Son zamanlarda pek çok masal uyarlaması film izledik. İşte bu filmlerden biri de 2012 yılında vizyona girmiş olan ve gişede hatırı sayılır bir başarı elde etmiş olan "Snow White and the Huntsman - Pamuk Prenses ve Avcı" filmidir. Film, elde ettiği başarı sayesinde devam filminin de yolunu açmıştır.
İşte 2016 yılında vizyona girmiş olan devam filmi "The Huntsman: Winters War - Avcı: Kış Savaşı" filminde, ilk filmin hem öncesine hem de sonrasına gidiyoruz.

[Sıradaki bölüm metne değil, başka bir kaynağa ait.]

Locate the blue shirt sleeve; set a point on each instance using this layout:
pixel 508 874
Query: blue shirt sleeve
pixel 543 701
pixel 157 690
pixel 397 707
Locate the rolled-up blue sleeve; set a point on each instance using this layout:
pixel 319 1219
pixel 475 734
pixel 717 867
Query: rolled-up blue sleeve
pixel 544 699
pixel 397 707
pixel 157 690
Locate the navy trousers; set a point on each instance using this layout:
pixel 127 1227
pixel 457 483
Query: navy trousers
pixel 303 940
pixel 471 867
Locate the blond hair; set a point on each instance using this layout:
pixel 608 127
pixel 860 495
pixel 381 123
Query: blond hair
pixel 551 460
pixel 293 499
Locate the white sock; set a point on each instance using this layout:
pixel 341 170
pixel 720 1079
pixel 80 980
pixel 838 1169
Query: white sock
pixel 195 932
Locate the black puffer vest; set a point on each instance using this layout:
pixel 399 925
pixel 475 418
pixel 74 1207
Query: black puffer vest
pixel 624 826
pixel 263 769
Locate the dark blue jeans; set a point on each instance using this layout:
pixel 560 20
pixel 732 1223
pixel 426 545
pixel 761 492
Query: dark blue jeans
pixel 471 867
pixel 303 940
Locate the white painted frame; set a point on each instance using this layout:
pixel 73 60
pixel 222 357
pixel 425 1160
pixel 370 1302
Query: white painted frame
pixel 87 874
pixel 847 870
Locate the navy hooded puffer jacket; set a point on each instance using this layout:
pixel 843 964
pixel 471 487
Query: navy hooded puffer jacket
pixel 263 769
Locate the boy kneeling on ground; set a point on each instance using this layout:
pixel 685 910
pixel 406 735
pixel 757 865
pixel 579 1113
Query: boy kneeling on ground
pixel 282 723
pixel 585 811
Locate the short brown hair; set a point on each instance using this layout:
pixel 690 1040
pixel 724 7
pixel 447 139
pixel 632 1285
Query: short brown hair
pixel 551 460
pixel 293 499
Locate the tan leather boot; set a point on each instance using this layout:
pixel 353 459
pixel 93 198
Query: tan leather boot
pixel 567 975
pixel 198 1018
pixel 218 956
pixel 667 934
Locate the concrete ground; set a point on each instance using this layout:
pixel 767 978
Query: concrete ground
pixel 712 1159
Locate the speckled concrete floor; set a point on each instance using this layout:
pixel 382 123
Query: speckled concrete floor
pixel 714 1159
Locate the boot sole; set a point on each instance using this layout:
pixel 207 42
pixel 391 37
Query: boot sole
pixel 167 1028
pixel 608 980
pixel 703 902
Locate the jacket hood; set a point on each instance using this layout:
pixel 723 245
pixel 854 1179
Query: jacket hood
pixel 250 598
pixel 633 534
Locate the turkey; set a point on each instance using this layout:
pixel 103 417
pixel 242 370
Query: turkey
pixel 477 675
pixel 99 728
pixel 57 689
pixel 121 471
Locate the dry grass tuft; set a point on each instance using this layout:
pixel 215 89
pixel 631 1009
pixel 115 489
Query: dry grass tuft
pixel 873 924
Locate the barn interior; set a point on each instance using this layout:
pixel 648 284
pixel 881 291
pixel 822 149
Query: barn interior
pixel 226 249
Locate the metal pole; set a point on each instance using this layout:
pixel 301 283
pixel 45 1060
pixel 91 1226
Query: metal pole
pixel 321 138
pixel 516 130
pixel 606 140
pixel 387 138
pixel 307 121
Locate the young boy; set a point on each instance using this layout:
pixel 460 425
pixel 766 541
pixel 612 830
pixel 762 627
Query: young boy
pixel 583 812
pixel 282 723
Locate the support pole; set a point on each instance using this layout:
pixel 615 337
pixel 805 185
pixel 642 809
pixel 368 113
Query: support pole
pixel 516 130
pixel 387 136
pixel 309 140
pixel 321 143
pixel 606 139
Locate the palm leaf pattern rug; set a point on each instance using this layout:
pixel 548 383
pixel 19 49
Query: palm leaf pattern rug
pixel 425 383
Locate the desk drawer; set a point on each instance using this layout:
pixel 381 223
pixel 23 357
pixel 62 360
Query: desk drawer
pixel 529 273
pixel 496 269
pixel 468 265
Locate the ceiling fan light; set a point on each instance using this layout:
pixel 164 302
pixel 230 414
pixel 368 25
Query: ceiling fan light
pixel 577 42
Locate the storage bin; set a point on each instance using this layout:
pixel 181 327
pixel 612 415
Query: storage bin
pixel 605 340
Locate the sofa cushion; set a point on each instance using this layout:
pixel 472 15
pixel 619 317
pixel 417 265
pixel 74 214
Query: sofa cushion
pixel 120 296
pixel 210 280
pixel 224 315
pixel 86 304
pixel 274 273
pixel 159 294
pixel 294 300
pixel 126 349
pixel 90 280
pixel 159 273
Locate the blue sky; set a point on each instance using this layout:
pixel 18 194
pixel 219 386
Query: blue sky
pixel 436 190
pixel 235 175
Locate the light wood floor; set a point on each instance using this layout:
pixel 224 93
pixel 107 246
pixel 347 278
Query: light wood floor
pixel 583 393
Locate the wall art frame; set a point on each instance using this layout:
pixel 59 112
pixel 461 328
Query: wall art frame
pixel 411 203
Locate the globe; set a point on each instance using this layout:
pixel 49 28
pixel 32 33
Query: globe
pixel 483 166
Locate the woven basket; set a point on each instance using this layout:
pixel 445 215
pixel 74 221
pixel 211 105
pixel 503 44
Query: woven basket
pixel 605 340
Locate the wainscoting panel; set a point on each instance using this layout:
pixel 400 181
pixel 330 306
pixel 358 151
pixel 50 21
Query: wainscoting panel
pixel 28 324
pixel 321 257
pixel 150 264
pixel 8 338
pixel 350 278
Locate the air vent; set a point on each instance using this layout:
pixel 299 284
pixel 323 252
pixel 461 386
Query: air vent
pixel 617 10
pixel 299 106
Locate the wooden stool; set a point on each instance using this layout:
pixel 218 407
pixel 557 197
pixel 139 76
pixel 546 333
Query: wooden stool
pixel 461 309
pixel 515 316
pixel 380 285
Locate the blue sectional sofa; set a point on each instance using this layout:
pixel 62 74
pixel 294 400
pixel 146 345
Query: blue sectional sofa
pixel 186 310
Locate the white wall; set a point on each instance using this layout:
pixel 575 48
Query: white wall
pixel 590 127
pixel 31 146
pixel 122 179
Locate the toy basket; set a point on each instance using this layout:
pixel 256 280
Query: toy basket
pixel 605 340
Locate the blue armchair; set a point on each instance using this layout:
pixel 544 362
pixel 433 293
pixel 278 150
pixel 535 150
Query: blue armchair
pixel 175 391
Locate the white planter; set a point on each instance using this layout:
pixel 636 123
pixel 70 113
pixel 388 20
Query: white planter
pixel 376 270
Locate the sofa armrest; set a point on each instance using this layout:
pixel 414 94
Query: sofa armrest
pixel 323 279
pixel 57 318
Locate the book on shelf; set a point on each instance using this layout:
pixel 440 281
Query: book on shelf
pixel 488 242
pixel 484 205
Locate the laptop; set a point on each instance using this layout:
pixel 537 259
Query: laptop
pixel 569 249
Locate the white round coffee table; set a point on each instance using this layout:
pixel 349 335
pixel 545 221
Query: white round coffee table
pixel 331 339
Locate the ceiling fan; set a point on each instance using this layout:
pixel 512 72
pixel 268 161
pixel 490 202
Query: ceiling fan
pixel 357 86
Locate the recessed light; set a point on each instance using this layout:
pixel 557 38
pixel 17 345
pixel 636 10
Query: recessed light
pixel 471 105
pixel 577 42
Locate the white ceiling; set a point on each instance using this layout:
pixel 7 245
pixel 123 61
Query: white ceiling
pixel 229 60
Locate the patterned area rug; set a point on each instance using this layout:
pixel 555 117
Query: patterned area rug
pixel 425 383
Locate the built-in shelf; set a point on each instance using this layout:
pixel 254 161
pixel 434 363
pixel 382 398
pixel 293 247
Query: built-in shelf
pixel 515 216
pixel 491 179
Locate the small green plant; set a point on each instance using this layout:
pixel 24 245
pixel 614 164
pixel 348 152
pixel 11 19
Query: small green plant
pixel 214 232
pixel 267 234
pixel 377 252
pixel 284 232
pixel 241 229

Neyse lafı fazla uzatmadan gelelim filmimizin konusuna. Filmimizin hikayesi, ilk filmin öncesinde başlıyor. Kötü kraliçe Ravenna ( Charlize Theron ) ve kardeşi Freya'nın ( Emily Blunt ) hikayesini izliyoruz. Ravenna, sahip olduğu güçlerle krallıkları ele geçirmektedir. Bu arada kardeşi Freya ise yasak bir aşktan halime kalmıştır. Sevdiği adamın doğan çocuklarını öldürmesi üzerine Freya, buz tutmuş bir kalple en az ablası Ravenna kadar güçlü bir kraliçeye dönüşür. Ablasını terk edip kuzey diyarlarına hüküm sürmeye başlayan Freya, ele geçirdiği krallıklardaki çocukları kaçırarak onları eğitmeye ve bu çocuklardan bir ordu kurmaya başlar. Eğitilen çocuklar içinde en yetenekli olan Eric ( Chris Hemsworth ) ve Sara ( Jessica Chastain ) ise kraliçenin "duygu zayıflıktır" düsturuna rağmen birbirlerine aşık olmuşlardır. Bu aşkı öğrenen Freya ise aşıkların yollarını ayırır. Aradan yedi yıl geçer. Ravenna, Pamuk Prenses ve ordusu tarafından yenilir. Ancak "Ayna" yok edilememiştir. Ayna'nın güçlerini engellemek için Mabet'e taşınması emrini veren Pamuk Prenses, en güvendiği adamlarını bu göreve verir. Ancak yolda işler ters gider ve Ayna kaybolur. Ayna'nın varlığını öğrenen Freya ise güçlerini arttırmak için Ayna'nın peşine düşer. Pamuk Prenses ise Ayna'nın bulunması işini Avcı'ya verir. Sonrasında olaylar gelişir.
Filmin, ilk filme nazaran daha iyi denilebilecek bir hikaye üzerine inşa edilmiş olduğunu söyleyebilirim. İlk filmin hikayesini derinleştirmesi, Avcı'nın geçmişini bizlere anlatıyor olması ve sonrasında bir devam filmi olarak hikayenin ilerisini anlatması gayet başarılı bir şekilde kurgulanmıştır. Ancak iyi hikayesine rağmen, filmin son derece sıkıcı bir şekilde ilerlediğini ve filmi izlerken çok sıkıldığımı da itiraf etmeliyim. Bu duruma neden olan başlıca neden ise aksiyon düzeyinin yeterli olmamasıdır düşüncesindeyim. Zira yaklaşık iki saatlik bir seyir süresine sahip olan filmde aksiyonun çok az bir yer tuttuğunu söylemeliyim.
Oyunculuk olarak Emily Blunt'ın rolüne yakışmadığını ve performansını da beğenmediğimi belirtmek isterim. Emily Blunt'ın yüzünün, oynadığı kötü role göre çok yumuşak kaldığını düşünmekteyim. İlk filmde Charlize Theron'un performansı sonrasında Emily Blunt'ın kötü kraliçe performansı çok yetersiz kalmıştır dersem yanlış söylemiş olmam herhalde. Charlize Theron ise çok fazla filmde görünmese de yine güzelliği ve oyunculuğu ile harikalar yaratmıştır.
Film genel olarak sıkıcı olsa da iş görselliğe geldiğinde harikalar yaratmaktadır. Yaratılan dış mekanlar, filmin konusuna yakışır oluşturulan atmosfer, Freya'nın buzlar içindeki yalnızlığı ve duygusuzluğu mükemmel bir şekilde resmedilmiştir. Film bu açıdan sağlam bir iş çıkarmıştır.
Sonuç olarak boş vakitte izlenebilir bir film olduğunu düşünüyorum. Ancak ilk filmdeki eğlence ve aksiyonu bu filmde bulamayacaksınız.